Depuis le fameux jugement de la Cour de justice des Communautés européennes de 2005 « Stadt Halle » (aff. C-458/03), il semblait clairement établi que les Sociétés d’Economie Mixte (ci-après SEM) ne pouvaient pas bénéficier de l’exception « in house », permettant aux actionnaires d’une société de conclure directement, avec cette société, un contrat de la commande publique sans publicité ni mise en concurrence. En effet, la juridiction européenne avait estimé que « la participation, fût-elle minoritaire d’une entreprise privée dans le capital d’une société exclut que le pouvoir adjudicateur puisse exercer sur cette société un contrôle analogue à celui qu’il exerce sur ses propres services », ce qui excluait donc les SEM du bénéfice de l’exception « in house » puisqu’en vertu de l’article L. 1522-2 du CGCT, les actionnaires privés doivent détenir au moins 15 % du capital social d’une SEM.
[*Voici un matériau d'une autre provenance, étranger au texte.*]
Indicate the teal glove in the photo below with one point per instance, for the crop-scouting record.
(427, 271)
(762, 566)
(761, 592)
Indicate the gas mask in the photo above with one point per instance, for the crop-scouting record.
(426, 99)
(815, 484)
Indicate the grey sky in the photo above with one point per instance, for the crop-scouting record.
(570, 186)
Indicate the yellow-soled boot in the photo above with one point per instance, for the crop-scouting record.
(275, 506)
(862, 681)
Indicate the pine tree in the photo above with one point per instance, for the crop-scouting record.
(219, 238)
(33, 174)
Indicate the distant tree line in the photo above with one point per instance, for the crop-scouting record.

Toutefois, la directive européenne 2014/24/UE concernant les marchés publics et la directive européenne 2014/23/UE concernant les contrats de concession du 26 février 2014 avaient ouvert une brèche concernant la notion de quasi-régie (terme désormais utilisé pour désigner les entités pouvant bénéficier de l’exception « in house »).
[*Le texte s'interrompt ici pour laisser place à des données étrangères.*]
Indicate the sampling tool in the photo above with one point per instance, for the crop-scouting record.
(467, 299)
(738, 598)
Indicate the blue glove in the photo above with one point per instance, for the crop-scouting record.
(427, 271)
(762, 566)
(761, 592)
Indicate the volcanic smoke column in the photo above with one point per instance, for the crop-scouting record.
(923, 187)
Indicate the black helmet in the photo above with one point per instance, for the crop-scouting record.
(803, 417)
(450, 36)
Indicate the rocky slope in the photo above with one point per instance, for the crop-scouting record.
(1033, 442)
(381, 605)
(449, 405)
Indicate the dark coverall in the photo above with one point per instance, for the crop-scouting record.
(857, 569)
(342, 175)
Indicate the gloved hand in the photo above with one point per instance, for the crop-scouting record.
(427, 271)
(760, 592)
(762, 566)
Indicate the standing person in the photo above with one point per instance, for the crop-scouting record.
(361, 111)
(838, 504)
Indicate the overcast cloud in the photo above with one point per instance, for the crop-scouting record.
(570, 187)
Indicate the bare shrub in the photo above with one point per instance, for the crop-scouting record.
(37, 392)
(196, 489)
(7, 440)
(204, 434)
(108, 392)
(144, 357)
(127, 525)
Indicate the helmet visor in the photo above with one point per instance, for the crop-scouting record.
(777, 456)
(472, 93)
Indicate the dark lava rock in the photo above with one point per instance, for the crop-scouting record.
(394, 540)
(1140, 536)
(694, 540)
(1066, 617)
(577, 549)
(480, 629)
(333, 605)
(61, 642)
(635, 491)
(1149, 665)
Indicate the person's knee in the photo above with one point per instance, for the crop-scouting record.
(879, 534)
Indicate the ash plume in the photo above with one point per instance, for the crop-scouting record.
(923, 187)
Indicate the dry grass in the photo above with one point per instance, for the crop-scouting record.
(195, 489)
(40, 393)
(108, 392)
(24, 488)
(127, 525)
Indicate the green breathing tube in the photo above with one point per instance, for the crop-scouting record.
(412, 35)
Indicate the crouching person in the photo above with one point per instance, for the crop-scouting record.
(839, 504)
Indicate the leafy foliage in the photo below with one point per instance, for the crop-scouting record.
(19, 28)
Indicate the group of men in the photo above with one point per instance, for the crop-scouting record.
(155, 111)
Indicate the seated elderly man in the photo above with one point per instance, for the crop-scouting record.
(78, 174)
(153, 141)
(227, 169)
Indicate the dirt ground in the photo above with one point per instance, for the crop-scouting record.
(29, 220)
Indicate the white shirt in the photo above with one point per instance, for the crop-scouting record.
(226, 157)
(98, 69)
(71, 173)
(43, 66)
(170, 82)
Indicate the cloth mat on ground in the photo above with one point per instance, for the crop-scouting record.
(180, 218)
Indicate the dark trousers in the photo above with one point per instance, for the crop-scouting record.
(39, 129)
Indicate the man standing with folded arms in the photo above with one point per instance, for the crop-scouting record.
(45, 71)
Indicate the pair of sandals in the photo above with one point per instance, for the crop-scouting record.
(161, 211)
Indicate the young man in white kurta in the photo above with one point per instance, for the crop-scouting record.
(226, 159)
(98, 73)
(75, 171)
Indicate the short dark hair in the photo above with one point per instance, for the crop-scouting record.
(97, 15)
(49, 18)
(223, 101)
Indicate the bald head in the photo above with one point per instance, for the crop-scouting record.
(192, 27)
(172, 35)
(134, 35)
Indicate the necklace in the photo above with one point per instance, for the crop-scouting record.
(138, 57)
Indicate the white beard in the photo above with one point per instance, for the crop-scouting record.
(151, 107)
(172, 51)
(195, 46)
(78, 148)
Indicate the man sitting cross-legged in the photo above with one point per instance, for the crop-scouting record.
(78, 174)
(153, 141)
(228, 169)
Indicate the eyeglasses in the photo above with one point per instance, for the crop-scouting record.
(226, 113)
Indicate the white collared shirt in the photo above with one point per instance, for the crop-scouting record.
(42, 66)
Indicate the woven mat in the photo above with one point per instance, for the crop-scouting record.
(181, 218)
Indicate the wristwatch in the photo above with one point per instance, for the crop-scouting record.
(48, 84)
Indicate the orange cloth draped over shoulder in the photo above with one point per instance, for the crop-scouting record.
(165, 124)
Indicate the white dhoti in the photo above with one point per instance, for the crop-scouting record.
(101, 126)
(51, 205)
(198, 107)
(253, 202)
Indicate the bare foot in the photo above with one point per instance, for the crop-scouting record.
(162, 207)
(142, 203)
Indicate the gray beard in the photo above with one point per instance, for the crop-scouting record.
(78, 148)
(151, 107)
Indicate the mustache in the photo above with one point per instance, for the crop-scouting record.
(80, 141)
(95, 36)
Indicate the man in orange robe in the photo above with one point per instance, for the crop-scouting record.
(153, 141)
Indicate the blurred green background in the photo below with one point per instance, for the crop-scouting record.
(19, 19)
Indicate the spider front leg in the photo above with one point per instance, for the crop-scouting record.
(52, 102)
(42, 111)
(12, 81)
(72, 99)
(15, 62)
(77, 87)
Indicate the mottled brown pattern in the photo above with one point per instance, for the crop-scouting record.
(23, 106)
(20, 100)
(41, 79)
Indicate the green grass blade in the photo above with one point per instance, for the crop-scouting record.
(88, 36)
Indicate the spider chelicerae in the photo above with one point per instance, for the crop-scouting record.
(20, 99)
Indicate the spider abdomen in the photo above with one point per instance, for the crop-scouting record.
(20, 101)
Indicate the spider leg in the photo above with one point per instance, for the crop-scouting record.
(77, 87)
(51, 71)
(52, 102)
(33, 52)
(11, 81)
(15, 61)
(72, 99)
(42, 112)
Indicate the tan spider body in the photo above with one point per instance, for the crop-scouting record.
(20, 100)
En effet, l’article L. 2511-1 du Code de la commande publique, qui transpose en droit interne les directives européennes, envisage désormais une exception. Cet article relatif à la quasi-régie prévoit que la personne morale contrôlée peut comporter la participation directe de capitaux privés dans l’hypothèse où ces capitaux privés ne disposent d’aucune capacité de contrôle ou de blocage requise par la loi, et qu’ils ne permettent pas d’exercer une influence décisive sur la personne morale contrôlée.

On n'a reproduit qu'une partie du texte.